Monday, October 19, 2009

Notepad stories past II

In the late 1990s, Microsoft was shipping two different versions of Notepad. One shipped on the 16 bit versions of Windows (Windows 95, 98, ME) while the other shipped on the true 32 bit versions (Windows NT 4.0 and Windows 2000). The 16 bit version only handled ANSI character files and only files that would fit in an edit control. I think this was 64K characters, but it could have been 32K. The 32 bit version handled both ANSI character files and Unicode characters and could theoretically handle files of up to 2^32characters.

Since Notepad should be a pretty easily used application, some design decisions were made to keep it simple and these lead to a couple of interesting bugs.

The limitation on file sizes for Windows 95 was not acceptable. I heard at one time, the Windows 95 team considered just eliminating Notepad and just shipping WordPad which handled large files and also Rich Edit format files. But WordPad had performance problems at the time and so both were shipped. Notepad was changed to run WordPad if the file to be edited was too large. This was all done under the covers, but users could see that a different program was running. It was important to have a program called Notepad because many programs had explicit references to the application. For example, setup programs would launch Notepad if the user wanted to view the License Agreement.

WordPad looks at the file contents to see if it is plain text, or rich text. Rich text has all sorts of formatting information embedded in it for things like bold, italic as well as more advanced formatting options. If the text appears to be rich text, it will display it as such.
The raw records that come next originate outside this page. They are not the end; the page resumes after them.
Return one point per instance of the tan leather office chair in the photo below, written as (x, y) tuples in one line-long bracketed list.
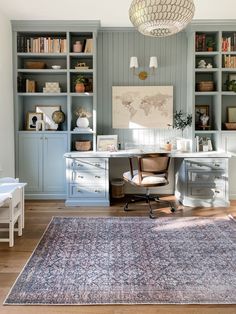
[(152, 171)]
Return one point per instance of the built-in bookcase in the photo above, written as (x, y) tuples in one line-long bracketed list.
[(212, 55), (46, 65)]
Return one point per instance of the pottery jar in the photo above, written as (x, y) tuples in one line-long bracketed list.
[(77, 47)]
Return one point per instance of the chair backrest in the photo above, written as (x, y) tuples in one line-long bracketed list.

Notepad doesn't do this: it considers all text to be just characters except for the special interpretation of the end of line sequence and the character to distinguish the file as being Unicode. More about this in a future post.
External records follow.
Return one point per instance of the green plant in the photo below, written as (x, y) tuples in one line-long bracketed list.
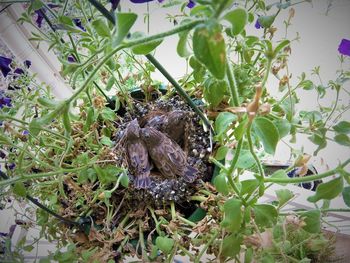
[(67, 159)]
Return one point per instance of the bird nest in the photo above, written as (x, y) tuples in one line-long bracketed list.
[(191, 138)]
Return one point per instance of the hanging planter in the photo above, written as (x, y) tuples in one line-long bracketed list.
[(155, 172)]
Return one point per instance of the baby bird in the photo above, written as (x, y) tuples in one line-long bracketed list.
[(167, 155), (137, 155), (171, 123)]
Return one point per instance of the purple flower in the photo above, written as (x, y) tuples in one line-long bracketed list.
[(27, 63), (77, 22), (5, 65), (344, 47), (257, 24), (114, 3), (191, 4), (71, 59), (140, 1), (19, 71), (5, 101), (40, 14), (39, 17), (11, 166)]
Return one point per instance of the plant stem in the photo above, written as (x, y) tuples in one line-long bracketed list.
[(251, 149), (26, 177), (308, 178), (232, 85), (179, 90), (211, 240)]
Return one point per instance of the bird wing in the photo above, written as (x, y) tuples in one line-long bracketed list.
[(138, 156)]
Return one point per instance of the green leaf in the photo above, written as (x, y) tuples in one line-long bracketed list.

So, later a bug was reported to me from that Application Compatibility team. It turns out that a program that worked just fine on Windows 95 was displaying what was considered to be garbage on Windows 2000. The non-Microsoft program was running Notepad on a text file that turned out to be rich text and the file was large enough so that Notepad on Windows 95 would run WordPad on it. Windows 95 worked file, but Windows 2000 failed. Actually, it was stranger than that. The application didn't specify Notepad, but just referred to the .TXT file. Explorer knows that to view this file means to run Notepad. If the application had named the file with the .RTF suffix, it would have worked fine on both Windows 95 and Windows 2000.
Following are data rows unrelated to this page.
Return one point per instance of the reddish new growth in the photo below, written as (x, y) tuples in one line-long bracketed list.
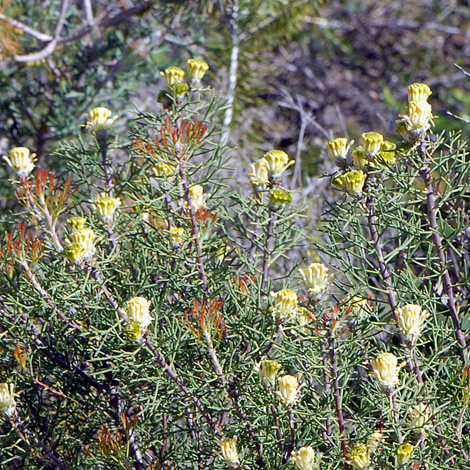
[(176, 142), (22, 248), (205, 317)]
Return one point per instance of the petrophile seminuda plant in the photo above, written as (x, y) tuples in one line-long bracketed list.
[(154, 316)]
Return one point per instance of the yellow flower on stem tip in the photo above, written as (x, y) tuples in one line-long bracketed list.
[(277, 162), (106, 206), (386, 369), (228, 446), (372, 143), (339, 148), (99, 119), (286, 303), (418, 92), (7, 400), (359, 457), (173, 75), (21, 160), (197, 69), (288, 389), (267, 370), (411, 319), (259, 175), (315, 278), (305, 459)]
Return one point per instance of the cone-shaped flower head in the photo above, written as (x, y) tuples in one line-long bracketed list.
[(277, 162), (288, 389), (339, 148), (372, 143), (7, 399), (228, 446), (418, 92), (286, 303), (359, 457), (419, 117), (316, 278), (267, 370), (21, 160), (404, 453), (411, 319), (173, 75), (305, 458), (385, 367), (198, 198), (374, 440), (197, 69), (99, 119), (259, 174), (106, 206)]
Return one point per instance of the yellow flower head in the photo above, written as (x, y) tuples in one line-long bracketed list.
[(288, 389), (106, 206), (359, 457), (173, 75), (351, 182), (99, 119), (76, 223), (404, 453), (385, 367), (339, 148), (228, 446), (411, 319), (7, 400), (74, 252), (277, 162), (197, 69), (372, 143), (176, 236), (419, 117), (21, 160), (286, 303), (418, 92), (259, 174), (374, 440), (85, 237), (138, 311), (267, 370), (316, 278), (162, 169), (305, 459), (198, 198)]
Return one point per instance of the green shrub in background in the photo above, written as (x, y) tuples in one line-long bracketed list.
[(168, 324)]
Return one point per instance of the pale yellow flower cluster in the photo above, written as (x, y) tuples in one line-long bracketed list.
[(21, 160)]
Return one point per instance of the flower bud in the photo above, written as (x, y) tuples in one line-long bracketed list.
[(173, 75), (99, 119), (277, 162), (197, 69), (228, 447), (339, 148), (21, 160), (385, 367), (288, 389), (316, 278), (359, 457), (404, 453), (267, 370), (286, 303), (7, 400), (106, 206), (372, 143), (305, 459), (418, 92)]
The fix could have been in either Notepad or in the app compat layer for the ShellExecute. If you fix it in Notepad, then whenever Notepad opens a file, it would scan it to see if it looked like a Rich Text file and if so, it would let WordPad handle it. The problem with this solution is that the user may have actually wanted to see the actual characters in the file, not how the file looks after WordPad has interpreted the various formatting commands in the file. In fact, you can imagine that some people may generate Rich Text files using notepad.

So, in the end, Notepad was not fixed to get around this one application problem. The fix, if I remember correctly, was put into the ShellExecute app compat layer. When the application with the error was run, when it called ShellExecute, another bit of code got run that detected this file being passed and ran WordPad instead.

3 comments:

Mark said...

I just read the first post about Notepad along with this one - great stories!
Who owns notepad now? I wonder if they will "ribbon"-ize it for Windows 8?

Anonymous said...

More posts please. I just discovered this blog yesterday. Read all posts in one sitting and now I want more! Please, please, please.

Chris Walker said...

Can't say who owns Notepad these days. I am no longer at MSFT. In general, developers don't advertise that they own something I think in fear that customers will bypass the normal channels for feedback. I think the desire for direct customer feedback is old school at this point but it is what I would prefer.


I have plenty of topics to cover. My wife is also pushing me to post more. With any luck, I'll have some more by the end of the month.